Segundo o texto da representação, o vídeo comete inúmeras acusações, difamações e ações inconstitucionais que objetivam, numa toada de aniquilação dos Poderes Legislativo e Judiciário, além da supressão de garantias fundamentais, anulação das conquistas democráticas tornadas realidades com a Constituição Federal cidadã, promulgada em 1988. 

“O vídeo afirma que a intervenção militar seria algo necessário para a garantia de direitos individuas. Isso é um atentando claro contra a democracia e o Estado de Direito. O vídeo também incita a população a apoiar intervenção militar, com Bolsonaro, invocando práticas da ditadura militar. Portanto, é uma publicação que afronta a democracia e fere frontalmente os poderes judiciário e Legislativo”, disse Frei Anastácio.

O parlamentar acrescentou que se trata de um conteúdo que também incentiva à violência e enaltece as ideologias fantasiosas de “conspiração comunista”. “É uma produção perigosa, ensinando como se daria a intervenção. Com Certeza, foi feito por quem entende do assunto.
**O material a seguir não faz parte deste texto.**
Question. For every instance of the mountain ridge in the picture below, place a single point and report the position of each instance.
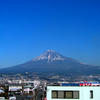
(51, 61)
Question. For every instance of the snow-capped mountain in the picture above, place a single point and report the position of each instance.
(51, 61)
(50, 56)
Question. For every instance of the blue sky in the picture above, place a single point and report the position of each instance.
(30, 27)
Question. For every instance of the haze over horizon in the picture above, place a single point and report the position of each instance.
(30, 27)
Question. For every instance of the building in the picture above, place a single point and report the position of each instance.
(73, 92)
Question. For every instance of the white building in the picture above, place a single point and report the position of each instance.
(73, 92)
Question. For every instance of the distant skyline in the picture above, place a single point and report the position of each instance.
(30, 27)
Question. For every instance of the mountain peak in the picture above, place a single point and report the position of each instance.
(50, 56)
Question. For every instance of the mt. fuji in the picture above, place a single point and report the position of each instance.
(51, 61)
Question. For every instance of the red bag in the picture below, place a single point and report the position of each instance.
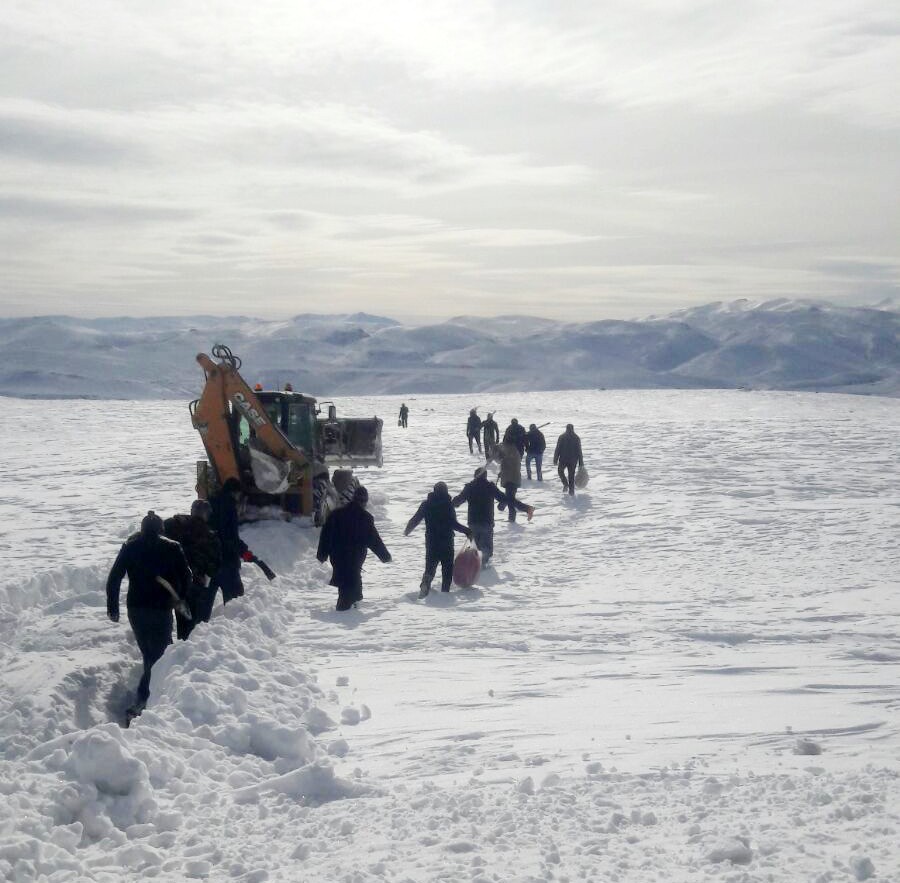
(467, 566)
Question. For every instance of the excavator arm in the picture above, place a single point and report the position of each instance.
(210, 413)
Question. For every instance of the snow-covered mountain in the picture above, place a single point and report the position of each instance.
(779, 344)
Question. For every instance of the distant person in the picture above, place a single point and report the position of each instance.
(515, 434)
(481, 494)
(535, 445)
(440, 523)
(491, 435)
(473, 430)
(511, 479)
(203, 551)
(224, 521)
(158, 580)
(348, 534)
(568, 456)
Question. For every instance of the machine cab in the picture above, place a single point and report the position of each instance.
(341, 441)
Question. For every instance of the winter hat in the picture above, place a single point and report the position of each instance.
(151, 524)
(201, 509)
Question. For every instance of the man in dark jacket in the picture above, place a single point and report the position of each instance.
(568, 457)
(223, 520)
(348, 534)
(440, 522)
(481, 494)
(158, 579)
(491, 435)
(515, 435)
(535, 445)
(204, 556)
(473, 430)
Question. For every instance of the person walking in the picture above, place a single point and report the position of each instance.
(481, 494)
(473, 430)
(440, 523)
(515, 433)
(203, 551)
(224, 521)
(568, 457)
(511, 479)
(347, 536)
(158, 580)
(491, 434)
(535, 445)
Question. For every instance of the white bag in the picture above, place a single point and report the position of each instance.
(581, 477)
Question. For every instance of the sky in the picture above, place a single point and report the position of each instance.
(575, 160)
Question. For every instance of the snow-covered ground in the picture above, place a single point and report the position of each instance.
(691, 671)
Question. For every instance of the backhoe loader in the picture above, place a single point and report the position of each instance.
(277, 444)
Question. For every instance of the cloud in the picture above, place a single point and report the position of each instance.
(422, 153)
(57, 137)
(65, 211)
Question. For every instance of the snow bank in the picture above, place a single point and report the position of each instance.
(226, 726)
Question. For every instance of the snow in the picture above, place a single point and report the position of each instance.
(782, 344)
(688, 671)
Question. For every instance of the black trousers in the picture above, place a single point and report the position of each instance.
(228, 579)
(444, 557)
(348, 595)
(200, 600)
(152, 629)
(570, 481)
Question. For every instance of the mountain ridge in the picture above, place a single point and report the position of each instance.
(777, 344)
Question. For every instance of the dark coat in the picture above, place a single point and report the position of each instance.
(510, 461)
(515, 435)
(200, 544)
(568, 450)
(535, 443)
(440, 522)
(346, 537)
(142, 558)
(480, 494)
(224, 521)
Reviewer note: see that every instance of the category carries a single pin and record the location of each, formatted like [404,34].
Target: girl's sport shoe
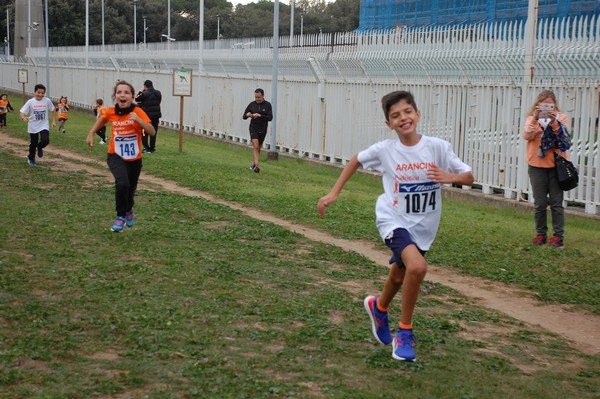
[404,346]
[379,321]
[540,239]
[118,224]
[556,241]
[130,218]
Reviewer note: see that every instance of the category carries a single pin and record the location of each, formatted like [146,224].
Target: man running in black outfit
[260,113]
[149,100]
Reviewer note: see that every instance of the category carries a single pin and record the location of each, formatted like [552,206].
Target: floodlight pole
[273,154]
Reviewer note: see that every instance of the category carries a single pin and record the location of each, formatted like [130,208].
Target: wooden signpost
[182,87]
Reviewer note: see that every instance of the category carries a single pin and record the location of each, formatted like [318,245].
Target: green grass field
[201,301]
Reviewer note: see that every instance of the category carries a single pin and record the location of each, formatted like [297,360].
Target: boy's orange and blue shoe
[379,321]
[130,218]
[404,345]
[118,224]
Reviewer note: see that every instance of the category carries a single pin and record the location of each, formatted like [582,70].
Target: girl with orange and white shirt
[546,133]
[124,159]
[62,110]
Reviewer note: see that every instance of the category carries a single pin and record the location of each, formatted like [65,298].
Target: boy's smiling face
[39,94]
[403,119]
[123,95]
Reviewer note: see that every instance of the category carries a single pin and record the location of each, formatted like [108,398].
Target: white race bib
[544,122]
[127,147]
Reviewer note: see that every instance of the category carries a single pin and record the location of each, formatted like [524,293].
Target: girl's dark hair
[122,82]
[544,94]
[394,98]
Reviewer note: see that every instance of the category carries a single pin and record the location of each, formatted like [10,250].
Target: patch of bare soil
[582,328]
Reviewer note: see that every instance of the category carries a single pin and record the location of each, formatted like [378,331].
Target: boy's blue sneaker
[118,224]
[404,346]
[130,218]
[379,321]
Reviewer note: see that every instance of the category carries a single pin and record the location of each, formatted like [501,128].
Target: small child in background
[63,113]
[99,112]
[36,113]
[4,108]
O conteúdo fere a democracia e está previsto no código penal, com prisão e multas. Na Representação Criminal que fizemos ao Ministério Público Federal, estamos solicitando que o vídeo seja tirado da internet imediatamente”, destacou Frei Anastácio.

Identificação dos produtores

O parlamentar disse ainda que na representação está sendo solicitado que os produtores sejam identificados e também quem publicou o conteúdo no Youtube. “Solicitamos que todos os responsáveis por essa publicação criminosa sejam punidos. Não podemos confundir liberdade de expressão, com libertinagem criminosa de comunicação, que fere a democracia, ataca a constituição e à legislação brasileira”, concluiu o deputado.